In [11]:
import gymnasium as gym
import torch
import torch.nn as nn
import torch.nn.functional as F
import torch.optim as optim
import numpy as np
from collections import deque
import random
import copy
import os

# Set a random seed for reproducibility
SEED = 0
torch.manual_seed(SEED)
np_random_seed = np.random.RandomState(SEED) # Use RandomState for consistent numpy randomness
random.seed(SEED)

# Define the device for training (GPU if available, else CPU)
DEVICE = torch.device("cuda" if torch.cuda.is_available() else "cpu")

# 1. Network Definitions (Actor and Critic)
class Actor(nn.Module):
    """Actor network to map states to actions."""
    def __init__(self, state_dim, action_dim, max_action):
        super(Actor, self).__init__()
        self.max_action = max_action
        
        # Define the layers of the actor network
        self.l1 = nn.Linear(state_dim, 256)
        self.l2 = nn.Linear(256, 256)
        self.l3 = nn.Linear(256, action_dim)
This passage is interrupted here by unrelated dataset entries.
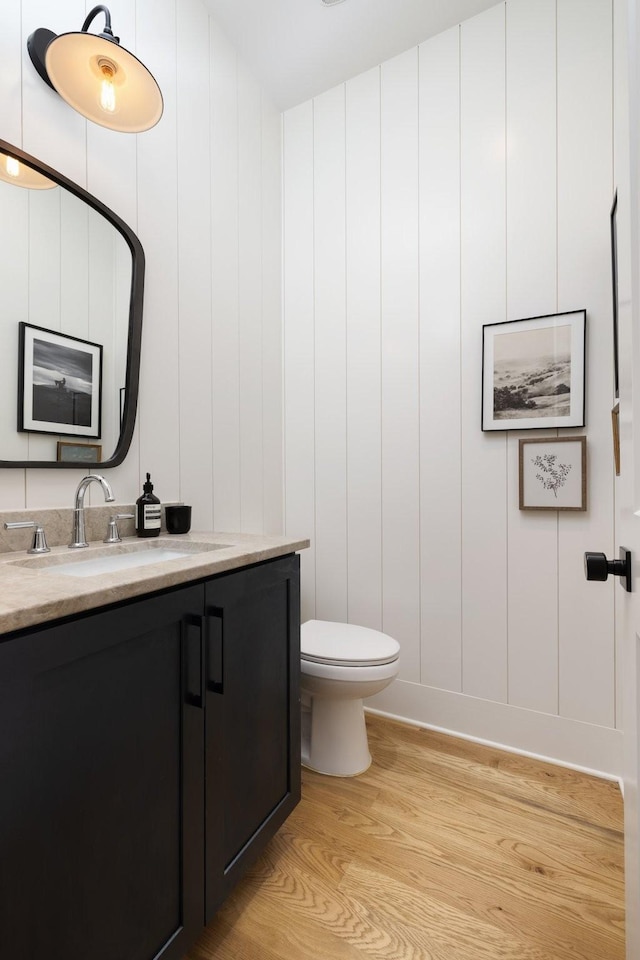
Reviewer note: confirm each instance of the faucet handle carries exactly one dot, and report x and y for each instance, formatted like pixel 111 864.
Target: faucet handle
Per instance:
pixel 39 542
pixel 113 535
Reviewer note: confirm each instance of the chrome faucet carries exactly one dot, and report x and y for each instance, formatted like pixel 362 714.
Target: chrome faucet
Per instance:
pixel 79 537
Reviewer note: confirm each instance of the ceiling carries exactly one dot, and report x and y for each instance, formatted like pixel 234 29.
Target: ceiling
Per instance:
pixel 299 48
    def forward(self, state):
        """Forward pass through the actor network."""
        x = F.relu(self.l1(state)) # First layer with ReLU activation
        x = F.relu(self.l2(x)) # Second layer with ReLU activation
        # The output is scaled by max_action and passed through tanh to constrain actions
        return self.max_action * torch.tanh(self.l3(x))

class Critic(nn.Module):
    """Critic network to estimate Q-values for a given state-action pair."""
    def __init__(self, state_dim, action_dim):
        super(Critic, self).__init__()
        
        # Define the layers of the critic network
        # Input includes both state and action dimensions
        self.l1 = nn.Linear(state_dim + action_dim, 256)
        self.l2 = nn.Linear(256, 256)
        self.l3 = nn.Linear(256, 1) # Output is a single Q-value

    def forward(self, state, action):
        """Forward pass through the critic network."""
        # Concatenate state and action tensors
        state_action = torch.cat([state, action], 1)
        
        x = F.relu(self.l1(state_action)) # First layer with ReLU activation
        x = F.relu(self.l2(x)) # Second layer with ReLU activation
        return self.l3(x) # Output the Q-value

# 2. Replay Buffer
class ReplayBuffer:
    """A buffer to store and sample past experiences."""
    def __init__(self, capacity):
        self.buffer = deque(maxlen=capacity) # Use deque for efficient appending/popping

    def push(self, transition):
        """Adds a new transition to the buffer."""
        self.buffer.append(transition)

    def sample(self, batch_size):
        """Samples a random batch of transitions from the buffer."""
        # If the buffer is smaller than batch_size, sample all available transitions
        batch_size = min(batch_size, len(self.buffer))
        # Ensure we don't try to sample if the buffer is empty
        if batch_size == 0:
            return []
        return random.sample(self.buffer, batch_size)

    def __len__(self):
        """Returns the current size of the buffer."""
        return len(self.buffer)

# 3. Ornstein-Uhlenbeck Noise for Exploration
class OUNoise:
    """
    Ornstein-Uhlenbeck process.
    Used for exploration in continuous action spaces.
    It generates temporally correlated noise, helping the agent explore smoothly.
    """
    def __init__(self, action_dim, mu=0.0, theta=0.15, sigma=0.3): # Increased sigma
        self.action_dim = action_dim
        self.mu = mu # Mean of the noise
        self.theta = theta # Rate of mean reversion
        self.sigma = sigma # Volatility of the noise
        self.reset()

    def reset(self):
        """Reset the internal state (noise) to mean (mu)."""
        self.state = copy.deepcopy(self.mu)

    def sample(self):
        """Update internal state and return it as a noise sample."""
        x = self.state
        # Calculate dx based on the OU process formula
        dx = self.theta * (self.mu - x) + self.sigma * np_random_seed.randn(self.action_dim)
        self.state = x + dx
        return self.state

# 4. DDPG Agent
class DDPG:
    """The DDPG agent that manages the actor-critic networks and the learning process."""
    def __init__(self, state_dim, action_dim, max_action):
        self.device = DEVICE

        # Main networks (Actor and Critic)
        self.actor = Actor(state_dim, action_dim, max_action).to(self.device)
        self.critic = Critic(state_dim, action_dim).to(self.device)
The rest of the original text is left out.